My career in IT started with Microsoft .NET technologies.

And over time, my observation was that technologies provided by Microsoft under the developer umbrella were stream lined, well integrated, tested and well-proven. Along with the build tools, IDE (editor), etc. it was very useful to have best practices available.

When my usage of .NET technologies reduced over time. (Have been a JavaScript fan since IE5 days, so NodeJS was inevitable) a big problem I realised was the non-availability of standard best practices in other developer technologies. There were many ways of doing stuff, each better or worse than the other. And the only way of determining which one works for your use case / team / product was by attempting a Proof Of Concept (PoC'ing) and <strikethrough>praying</srikethrough> assuming that all your requirements are documented as goals for the success of the Proof Of Concept

One Such Instance

While working on the architecture of our product platform my team at Litmus World exposed functionalities as services over HTTP(S). These were hosted on NodeJS using the MEAN Stack as they were primarily I/O calls. During the development phase, one struggle we faced was availability (or the non-availability) of best practices on exposing API / services over HTTP(s). (it sounds simple until it stops sounding simple.)

Over time we observed reports of breakages faced by consumers of these services. This, we realised was because the API parameters (request / response parameters) were being modified with no concern of backward compatibility. This started becoming a regular occurrence as our company started on-boarding new customers with requirements which resulted in modifications of these services. Problem we realized was that developers were not able to do impact analysis to ensure backward compatibility. This was because they did not have ability to document and validate request / response parameters. Further these parameters were defined as and when necessary in arbitrary locations in the code. The flexibility provided by NodeJS/ExpressJS was causing a maintainability problem. Especially with fresh developers who were still getting accustomed to the coding practices culture of our company.

We realised that we could fix this problem by having a Separation of Concerns (Segregation of Duties) pattern. The request / response parameter modifications should be controlled by a team constituting of senior members and members of the architecture team. Modifications should be reviewed and approved by this team, one checkpoint being the assurance of backward compatibility. The impact analysis should not be left to developers, whose primary goal is to get the service ready for our customers.

That is when we decided to bring in a practice which .NET framework had taught us.

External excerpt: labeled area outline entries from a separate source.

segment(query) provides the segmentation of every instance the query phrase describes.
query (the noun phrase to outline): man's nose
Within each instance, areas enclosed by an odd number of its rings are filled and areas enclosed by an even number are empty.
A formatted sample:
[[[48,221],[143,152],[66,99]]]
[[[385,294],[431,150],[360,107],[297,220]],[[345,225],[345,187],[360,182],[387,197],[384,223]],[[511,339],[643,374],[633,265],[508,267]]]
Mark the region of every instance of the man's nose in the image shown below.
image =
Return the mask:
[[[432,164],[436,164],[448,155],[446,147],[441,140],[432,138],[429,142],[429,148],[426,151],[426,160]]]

In .NET when exposing web services (such as ASMX services and WCF Services), we always separated the Service Interface and Service Implementation. This enabled us to version and modify the actual implementation and ensuring that the consumers faced fewer breakages. Interfaces had to be owned and controlled by Service Designers, and the implementations by the Engineering Team.

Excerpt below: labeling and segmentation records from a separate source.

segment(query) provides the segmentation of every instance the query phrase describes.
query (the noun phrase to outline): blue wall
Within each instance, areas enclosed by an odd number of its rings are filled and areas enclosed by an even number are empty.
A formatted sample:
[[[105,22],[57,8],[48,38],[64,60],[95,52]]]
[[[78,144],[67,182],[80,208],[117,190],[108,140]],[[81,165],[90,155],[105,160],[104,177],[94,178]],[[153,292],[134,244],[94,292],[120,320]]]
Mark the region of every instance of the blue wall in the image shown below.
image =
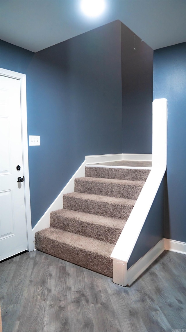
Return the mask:
[[[163,237],[163,177],[127,264],[131,267]]]
[[[122,152],[152,153],[153,50],[121,23]]]
[[[26,75],[32,224],[84,160],[122,152],[120,22],[36,53],[1,41],[1,67]]]
[[[186,242],[186,43],[156,50],[154,99],[168,102],[164,237]]]

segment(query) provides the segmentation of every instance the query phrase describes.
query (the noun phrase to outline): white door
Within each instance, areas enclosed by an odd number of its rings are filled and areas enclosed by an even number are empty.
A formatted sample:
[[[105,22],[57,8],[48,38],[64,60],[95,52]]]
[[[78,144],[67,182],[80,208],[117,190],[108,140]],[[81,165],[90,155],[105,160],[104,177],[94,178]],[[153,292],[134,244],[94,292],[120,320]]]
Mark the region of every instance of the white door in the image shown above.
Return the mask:
[[[27,249],[20,100],[20,80],[0,76],[0,260]]]

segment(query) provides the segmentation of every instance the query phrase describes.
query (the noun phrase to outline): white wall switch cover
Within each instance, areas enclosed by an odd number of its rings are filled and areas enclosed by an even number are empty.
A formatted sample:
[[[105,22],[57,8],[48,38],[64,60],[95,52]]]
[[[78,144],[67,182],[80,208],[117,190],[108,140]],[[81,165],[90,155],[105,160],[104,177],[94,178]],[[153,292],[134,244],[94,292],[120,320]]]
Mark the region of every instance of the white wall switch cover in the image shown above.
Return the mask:
[[[28,136],[29,146],[40,145],[40,136]]]

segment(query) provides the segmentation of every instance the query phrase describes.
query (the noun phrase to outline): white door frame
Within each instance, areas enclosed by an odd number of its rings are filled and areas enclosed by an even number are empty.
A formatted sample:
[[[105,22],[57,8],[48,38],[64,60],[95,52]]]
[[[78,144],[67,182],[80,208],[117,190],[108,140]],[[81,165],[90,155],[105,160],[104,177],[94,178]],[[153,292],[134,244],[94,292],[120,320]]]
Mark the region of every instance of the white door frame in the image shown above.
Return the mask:
[[[11,78],[15,78],[19,80],[20,81],[23,174],[25,179],[25,181],[23,182],[25,214],[28,250],[29,251],[33,250],[33,243],[31,233],[32,226],[28,171],[26,75],[24,74],[17,73],[15,71],[12,71],[12,70],[9,70],[3,68],[0,68],[0,74],[1,75],[10,77]]]

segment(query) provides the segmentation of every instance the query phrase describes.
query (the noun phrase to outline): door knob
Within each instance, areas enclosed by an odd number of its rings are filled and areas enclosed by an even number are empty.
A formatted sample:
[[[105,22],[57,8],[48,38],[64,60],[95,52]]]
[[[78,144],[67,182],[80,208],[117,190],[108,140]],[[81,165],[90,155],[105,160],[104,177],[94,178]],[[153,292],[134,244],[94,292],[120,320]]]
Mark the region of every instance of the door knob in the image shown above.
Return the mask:
[[[19,176],[17,179],[17,182],[23,182],[23,181],[24,181],[24,176],[23,178],[21,178],[21,176]]]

Fitting the Service Interface to the Implementation

In NodeJS, ExpressJS one of the ways of implementing this solution was to utilize Swagger ( Swagger utilizes OpenAPI specifications ( to define the Service Interface. Further it provides a run-time which can be embedded into ExpressJS to ensure that the request and response adheres to the interface defined by the API Definition Team. The runtime also provides endpoints to expose documentation of the API services based on the interface defined and provided us ability to version our APIs.

Using Swagger solved one part of our problem. It helped us split our API Services into Interface and Implementation. We now had separate code files for each of these. We ensured a checkpoint in our code review process, to ensure that before merge of any feature the reviewer had to have a green tick from the API Defn team, if interface files were a part of the changeset. Though this was a solution to the problem, there still existed the problem of manual errors during code reviews, which may result in an approval of a changeset even though an interface was modified but the API Definition Team had not approved.

So to ensure complete enforcement, our team next separated out the source control repos for the Service Interfaces from the Implementations. Interfaces were put into a repository which allowed only Pull Requests from Developers. API Definition Team had merge responsibility after approval on the Interface Repository. After this a customized runtime was built. This customized runtime on build orchestrated the retrieval of the interfaces and implementation / controllers from the corresponding repositories and wired them.

This reduced the breakage of our exposed APIs by a good percentage.

Our next goal was to put metrics around usage of these APIs to ensure that dependency on consumers are captured. Will probably be another post. Interested? Subscribe to follow on.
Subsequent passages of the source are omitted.